O espetáculo nonsense em que se transformou o depoimento do Sr. Luciano Hang à CPI da Pandemia é apenas sintoma de um processo mais profundo de degradação continuada das estruturas, percepções e simbolismos das instituições democráticas
por Creomar de Souza em 19/10/21 11:53
O que move a democracia no século XXI? Esta pergunta é bastante importante para compreendermos alguns dos desafios que se colocam para a sobrevivência do sistema democrático em uma realidade marcada por infodemia, fakenews e autoritarismo narrativo. A resposta mais objetiva possível é a compreensão de que democracia é sustentada por apoio popular, que se expressa, basicamente, em duas ações – o voto e o engajamento cotidiano do cidadão.
A partir deste pressuposto é possível dizer que a democracia como conhecemos é um desenho institucional montado para atender uma dinâmica social de espaços civilizatórios do século XVIII e XIX. Naquele momento, sobretudo em sociedades industriais, se construiu uma lógica, emulada por variados experimentos democráticos ao redor do mundo, de que para fazer parte do jogo político se fazia necessário incorporar determinados códigos e tradições.

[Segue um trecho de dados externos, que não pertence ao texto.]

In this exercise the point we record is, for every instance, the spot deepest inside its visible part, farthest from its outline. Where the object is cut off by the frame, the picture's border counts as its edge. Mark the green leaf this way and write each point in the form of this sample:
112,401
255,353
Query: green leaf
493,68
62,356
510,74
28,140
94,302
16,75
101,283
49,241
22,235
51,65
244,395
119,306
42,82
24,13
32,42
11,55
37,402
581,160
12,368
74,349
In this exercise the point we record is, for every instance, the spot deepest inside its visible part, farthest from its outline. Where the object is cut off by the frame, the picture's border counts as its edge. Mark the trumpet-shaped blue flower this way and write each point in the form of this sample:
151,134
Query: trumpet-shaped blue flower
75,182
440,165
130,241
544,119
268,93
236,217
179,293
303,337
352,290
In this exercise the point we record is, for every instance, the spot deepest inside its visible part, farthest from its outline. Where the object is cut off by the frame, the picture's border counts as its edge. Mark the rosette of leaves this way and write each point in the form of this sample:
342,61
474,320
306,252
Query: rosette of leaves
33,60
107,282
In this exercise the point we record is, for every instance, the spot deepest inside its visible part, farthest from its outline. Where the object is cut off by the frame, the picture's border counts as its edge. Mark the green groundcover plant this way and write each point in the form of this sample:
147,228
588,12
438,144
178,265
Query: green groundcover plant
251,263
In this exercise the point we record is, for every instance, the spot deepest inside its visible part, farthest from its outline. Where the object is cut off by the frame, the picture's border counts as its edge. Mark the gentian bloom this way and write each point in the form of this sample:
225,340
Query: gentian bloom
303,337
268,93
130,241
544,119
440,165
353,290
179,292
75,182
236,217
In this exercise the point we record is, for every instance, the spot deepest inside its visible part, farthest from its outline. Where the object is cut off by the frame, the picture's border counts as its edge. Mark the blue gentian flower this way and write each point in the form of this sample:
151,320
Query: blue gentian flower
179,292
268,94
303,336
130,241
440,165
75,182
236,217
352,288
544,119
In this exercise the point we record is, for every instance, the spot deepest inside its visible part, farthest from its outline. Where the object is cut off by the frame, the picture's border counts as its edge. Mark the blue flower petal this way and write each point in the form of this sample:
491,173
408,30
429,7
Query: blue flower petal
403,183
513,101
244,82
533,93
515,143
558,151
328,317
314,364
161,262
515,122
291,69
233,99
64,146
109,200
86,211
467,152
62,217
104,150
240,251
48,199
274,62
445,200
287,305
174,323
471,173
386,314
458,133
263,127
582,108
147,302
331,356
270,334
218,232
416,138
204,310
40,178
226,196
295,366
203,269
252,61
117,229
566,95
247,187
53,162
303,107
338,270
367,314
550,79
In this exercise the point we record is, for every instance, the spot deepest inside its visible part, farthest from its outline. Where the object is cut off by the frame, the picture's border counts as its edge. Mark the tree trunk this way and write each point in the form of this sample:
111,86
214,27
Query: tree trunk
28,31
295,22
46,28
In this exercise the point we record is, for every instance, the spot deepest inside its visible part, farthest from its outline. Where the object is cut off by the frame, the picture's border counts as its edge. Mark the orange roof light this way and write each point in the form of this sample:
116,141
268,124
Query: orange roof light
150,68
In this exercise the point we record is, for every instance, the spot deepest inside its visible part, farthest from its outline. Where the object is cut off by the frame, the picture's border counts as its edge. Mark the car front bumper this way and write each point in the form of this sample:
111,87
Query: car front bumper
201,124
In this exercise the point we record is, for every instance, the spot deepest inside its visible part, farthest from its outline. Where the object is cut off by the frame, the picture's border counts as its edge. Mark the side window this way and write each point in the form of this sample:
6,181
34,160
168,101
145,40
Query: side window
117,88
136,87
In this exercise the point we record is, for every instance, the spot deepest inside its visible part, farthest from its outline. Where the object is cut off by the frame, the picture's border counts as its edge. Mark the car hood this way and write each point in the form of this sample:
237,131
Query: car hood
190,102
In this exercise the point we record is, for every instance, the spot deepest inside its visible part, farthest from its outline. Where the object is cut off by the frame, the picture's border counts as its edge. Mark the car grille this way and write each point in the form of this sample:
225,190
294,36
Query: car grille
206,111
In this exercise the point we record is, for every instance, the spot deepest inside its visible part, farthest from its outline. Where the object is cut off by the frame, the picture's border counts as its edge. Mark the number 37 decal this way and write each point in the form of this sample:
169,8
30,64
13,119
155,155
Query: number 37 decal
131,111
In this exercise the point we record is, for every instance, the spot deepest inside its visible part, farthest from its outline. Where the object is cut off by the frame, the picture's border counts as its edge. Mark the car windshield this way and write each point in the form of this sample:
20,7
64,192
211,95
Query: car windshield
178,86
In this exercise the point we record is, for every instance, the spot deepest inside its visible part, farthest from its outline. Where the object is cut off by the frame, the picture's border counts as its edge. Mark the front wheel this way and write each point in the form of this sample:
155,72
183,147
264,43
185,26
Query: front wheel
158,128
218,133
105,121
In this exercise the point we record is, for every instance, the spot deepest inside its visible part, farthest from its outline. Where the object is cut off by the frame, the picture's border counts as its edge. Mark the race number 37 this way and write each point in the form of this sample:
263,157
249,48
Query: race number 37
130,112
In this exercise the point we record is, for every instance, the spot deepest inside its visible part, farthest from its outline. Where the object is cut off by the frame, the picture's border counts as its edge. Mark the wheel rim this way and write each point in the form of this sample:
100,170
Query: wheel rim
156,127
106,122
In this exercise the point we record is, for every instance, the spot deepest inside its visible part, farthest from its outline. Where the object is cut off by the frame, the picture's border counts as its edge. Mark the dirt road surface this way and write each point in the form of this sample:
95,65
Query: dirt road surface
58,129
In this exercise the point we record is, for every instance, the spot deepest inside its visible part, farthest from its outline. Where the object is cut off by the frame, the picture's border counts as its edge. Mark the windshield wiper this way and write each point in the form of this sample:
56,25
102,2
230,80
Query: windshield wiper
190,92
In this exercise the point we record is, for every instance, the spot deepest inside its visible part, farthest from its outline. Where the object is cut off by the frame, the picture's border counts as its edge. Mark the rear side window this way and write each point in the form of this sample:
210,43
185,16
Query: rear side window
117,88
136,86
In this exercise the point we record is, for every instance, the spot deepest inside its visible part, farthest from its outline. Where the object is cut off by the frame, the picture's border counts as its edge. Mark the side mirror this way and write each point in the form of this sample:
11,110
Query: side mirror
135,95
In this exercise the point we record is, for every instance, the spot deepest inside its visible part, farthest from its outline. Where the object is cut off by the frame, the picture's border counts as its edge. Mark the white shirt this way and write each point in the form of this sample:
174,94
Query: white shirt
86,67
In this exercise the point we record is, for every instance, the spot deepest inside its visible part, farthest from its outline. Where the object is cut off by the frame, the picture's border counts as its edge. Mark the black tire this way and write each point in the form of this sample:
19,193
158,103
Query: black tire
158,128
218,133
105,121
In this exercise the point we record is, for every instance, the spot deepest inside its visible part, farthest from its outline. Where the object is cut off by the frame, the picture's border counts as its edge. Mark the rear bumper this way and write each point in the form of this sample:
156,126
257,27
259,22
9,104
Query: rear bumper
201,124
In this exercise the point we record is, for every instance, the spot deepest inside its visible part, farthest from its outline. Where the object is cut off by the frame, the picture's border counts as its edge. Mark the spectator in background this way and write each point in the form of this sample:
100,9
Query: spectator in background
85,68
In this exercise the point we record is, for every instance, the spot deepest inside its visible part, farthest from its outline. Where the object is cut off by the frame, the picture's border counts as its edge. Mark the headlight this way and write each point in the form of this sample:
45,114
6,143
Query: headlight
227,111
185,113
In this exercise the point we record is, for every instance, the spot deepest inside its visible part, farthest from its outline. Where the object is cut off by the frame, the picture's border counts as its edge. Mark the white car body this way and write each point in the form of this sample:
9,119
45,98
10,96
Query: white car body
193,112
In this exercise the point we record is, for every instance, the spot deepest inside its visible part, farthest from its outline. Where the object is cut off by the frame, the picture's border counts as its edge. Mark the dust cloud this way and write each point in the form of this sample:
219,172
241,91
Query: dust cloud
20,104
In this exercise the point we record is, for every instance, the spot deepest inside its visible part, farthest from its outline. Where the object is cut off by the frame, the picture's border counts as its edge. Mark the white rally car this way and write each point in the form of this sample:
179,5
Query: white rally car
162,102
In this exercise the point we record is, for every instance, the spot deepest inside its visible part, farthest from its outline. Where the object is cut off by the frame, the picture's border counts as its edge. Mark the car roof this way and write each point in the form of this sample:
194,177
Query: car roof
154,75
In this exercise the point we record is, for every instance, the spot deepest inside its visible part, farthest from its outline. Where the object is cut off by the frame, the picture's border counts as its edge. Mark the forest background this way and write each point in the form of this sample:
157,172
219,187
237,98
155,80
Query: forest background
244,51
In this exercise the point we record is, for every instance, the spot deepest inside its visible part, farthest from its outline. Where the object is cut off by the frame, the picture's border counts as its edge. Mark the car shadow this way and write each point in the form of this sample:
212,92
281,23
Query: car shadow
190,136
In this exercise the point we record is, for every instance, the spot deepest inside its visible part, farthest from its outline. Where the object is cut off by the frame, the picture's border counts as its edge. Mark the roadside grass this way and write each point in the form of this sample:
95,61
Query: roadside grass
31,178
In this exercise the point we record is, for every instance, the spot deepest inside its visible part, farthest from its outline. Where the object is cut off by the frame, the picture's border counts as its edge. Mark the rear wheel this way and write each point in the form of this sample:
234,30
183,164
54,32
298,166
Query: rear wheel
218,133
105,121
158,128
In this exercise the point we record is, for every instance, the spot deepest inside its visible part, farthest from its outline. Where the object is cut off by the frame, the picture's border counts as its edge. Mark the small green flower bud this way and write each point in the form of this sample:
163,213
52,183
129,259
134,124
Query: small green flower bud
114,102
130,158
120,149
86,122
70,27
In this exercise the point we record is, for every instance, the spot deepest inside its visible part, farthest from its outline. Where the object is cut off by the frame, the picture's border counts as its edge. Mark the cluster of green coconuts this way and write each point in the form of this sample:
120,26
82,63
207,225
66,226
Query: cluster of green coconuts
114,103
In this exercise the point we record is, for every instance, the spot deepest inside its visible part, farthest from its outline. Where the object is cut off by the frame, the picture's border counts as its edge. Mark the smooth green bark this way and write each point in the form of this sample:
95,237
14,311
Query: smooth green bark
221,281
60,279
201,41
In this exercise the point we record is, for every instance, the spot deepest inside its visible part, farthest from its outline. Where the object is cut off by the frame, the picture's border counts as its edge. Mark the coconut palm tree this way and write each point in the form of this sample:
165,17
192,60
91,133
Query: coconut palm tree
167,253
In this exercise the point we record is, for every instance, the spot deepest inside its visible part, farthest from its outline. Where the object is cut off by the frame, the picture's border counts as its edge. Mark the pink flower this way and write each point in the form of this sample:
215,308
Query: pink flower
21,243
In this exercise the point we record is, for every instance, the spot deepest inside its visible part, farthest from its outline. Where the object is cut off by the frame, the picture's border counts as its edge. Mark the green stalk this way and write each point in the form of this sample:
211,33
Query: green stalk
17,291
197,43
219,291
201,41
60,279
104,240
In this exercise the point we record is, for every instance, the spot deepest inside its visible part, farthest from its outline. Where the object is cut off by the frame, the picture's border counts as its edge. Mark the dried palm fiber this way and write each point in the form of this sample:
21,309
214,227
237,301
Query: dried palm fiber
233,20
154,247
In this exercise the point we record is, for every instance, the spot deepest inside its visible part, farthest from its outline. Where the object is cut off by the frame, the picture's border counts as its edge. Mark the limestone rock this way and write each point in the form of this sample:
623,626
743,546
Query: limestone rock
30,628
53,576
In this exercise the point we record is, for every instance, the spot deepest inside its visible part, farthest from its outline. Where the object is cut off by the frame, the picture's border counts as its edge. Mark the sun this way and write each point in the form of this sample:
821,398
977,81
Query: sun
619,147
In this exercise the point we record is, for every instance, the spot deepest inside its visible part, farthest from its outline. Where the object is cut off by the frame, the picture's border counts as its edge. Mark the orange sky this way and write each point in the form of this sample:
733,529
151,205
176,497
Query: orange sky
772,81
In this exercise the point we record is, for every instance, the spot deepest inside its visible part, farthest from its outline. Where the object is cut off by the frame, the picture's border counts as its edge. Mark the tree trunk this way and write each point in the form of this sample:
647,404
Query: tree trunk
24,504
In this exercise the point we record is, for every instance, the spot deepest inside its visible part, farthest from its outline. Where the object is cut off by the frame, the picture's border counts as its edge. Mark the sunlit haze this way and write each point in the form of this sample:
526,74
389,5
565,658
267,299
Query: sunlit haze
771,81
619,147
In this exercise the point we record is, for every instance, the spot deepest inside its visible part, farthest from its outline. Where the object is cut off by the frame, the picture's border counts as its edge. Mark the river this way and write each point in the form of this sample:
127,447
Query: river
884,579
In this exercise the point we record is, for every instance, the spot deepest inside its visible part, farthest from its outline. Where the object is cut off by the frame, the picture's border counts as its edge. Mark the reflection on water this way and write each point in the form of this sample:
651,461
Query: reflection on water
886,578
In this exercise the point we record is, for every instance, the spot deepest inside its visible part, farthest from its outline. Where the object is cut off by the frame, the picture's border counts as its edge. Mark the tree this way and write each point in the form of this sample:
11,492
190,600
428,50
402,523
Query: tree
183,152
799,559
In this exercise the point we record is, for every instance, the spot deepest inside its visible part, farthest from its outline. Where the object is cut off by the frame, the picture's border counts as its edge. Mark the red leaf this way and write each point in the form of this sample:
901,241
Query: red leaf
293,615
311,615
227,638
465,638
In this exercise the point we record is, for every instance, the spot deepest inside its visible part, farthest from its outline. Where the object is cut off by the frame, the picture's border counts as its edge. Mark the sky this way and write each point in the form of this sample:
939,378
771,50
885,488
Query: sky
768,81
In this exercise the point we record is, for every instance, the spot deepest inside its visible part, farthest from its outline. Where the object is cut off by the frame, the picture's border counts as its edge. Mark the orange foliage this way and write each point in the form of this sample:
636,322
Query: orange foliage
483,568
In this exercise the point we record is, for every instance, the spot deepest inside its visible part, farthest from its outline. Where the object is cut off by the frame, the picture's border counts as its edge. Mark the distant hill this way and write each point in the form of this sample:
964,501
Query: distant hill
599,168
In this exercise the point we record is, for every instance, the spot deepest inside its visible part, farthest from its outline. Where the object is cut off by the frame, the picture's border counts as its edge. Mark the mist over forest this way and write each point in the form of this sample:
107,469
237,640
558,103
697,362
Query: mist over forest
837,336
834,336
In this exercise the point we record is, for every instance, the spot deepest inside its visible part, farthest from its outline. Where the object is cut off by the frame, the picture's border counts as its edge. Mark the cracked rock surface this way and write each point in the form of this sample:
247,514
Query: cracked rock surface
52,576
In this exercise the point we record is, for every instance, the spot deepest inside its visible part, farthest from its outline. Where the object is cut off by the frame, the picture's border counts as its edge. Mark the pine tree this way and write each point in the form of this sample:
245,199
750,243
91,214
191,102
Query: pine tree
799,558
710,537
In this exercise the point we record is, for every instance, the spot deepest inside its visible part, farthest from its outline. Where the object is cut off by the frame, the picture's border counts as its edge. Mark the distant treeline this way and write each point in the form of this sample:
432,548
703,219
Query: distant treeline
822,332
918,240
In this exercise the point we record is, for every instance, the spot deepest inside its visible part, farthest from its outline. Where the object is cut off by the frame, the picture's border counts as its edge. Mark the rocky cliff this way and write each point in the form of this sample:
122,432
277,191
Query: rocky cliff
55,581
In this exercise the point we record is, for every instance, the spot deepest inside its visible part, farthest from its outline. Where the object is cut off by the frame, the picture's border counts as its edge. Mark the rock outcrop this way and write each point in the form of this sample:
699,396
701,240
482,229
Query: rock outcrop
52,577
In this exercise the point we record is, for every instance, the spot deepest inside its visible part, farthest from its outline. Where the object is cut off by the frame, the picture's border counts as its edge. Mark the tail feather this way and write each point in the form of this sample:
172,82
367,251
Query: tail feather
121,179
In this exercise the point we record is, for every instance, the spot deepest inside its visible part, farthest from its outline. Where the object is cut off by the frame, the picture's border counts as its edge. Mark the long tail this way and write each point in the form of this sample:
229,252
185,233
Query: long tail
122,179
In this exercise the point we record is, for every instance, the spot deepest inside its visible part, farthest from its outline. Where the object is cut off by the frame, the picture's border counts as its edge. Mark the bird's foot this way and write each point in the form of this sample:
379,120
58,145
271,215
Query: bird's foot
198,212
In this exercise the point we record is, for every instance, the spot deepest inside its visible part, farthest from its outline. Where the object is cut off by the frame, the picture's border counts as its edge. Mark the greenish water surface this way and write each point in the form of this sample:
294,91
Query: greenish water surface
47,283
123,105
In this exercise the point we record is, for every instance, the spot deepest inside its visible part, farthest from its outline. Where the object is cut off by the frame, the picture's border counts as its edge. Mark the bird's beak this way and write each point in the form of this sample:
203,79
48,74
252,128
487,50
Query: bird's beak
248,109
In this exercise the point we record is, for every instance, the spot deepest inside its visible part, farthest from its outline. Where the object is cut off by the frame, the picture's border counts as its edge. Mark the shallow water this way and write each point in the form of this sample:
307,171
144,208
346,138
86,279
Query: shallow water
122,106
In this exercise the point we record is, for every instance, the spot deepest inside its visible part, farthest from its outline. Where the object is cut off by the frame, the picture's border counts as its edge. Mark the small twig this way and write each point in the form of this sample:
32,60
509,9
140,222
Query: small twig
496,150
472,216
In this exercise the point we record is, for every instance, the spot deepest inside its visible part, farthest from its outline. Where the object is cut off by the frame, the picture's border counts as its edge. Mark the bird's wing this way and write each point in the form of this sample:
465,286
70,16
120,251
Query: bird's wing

A adesão aos simbolismos e marcadores de conduta passaram a ter a função de civilizar o diálogo e ordenar a apreciação de demandas, gerando em muitos casos, um fortalecimento da crença de que as instituições e o sistema funcionavam.
A espiral positiva de maturação do debate público se manifestaria concretamente na forma como os atores respeitariam uns aos outros e reforçariam a importância da autoridade construída dentro de uma regra de consenso e diálogo regulatório. Se, em termos práticos, o desenho desta prerrogativa ao longo do tempo sempre encontrou desafios, era possível dizer que mesmo em democracias de média qualidade, como a brasileira, existia um consenso mínimo entre os atores políticos acerca da necessidade de respeito a determinadas regras e procedimentos.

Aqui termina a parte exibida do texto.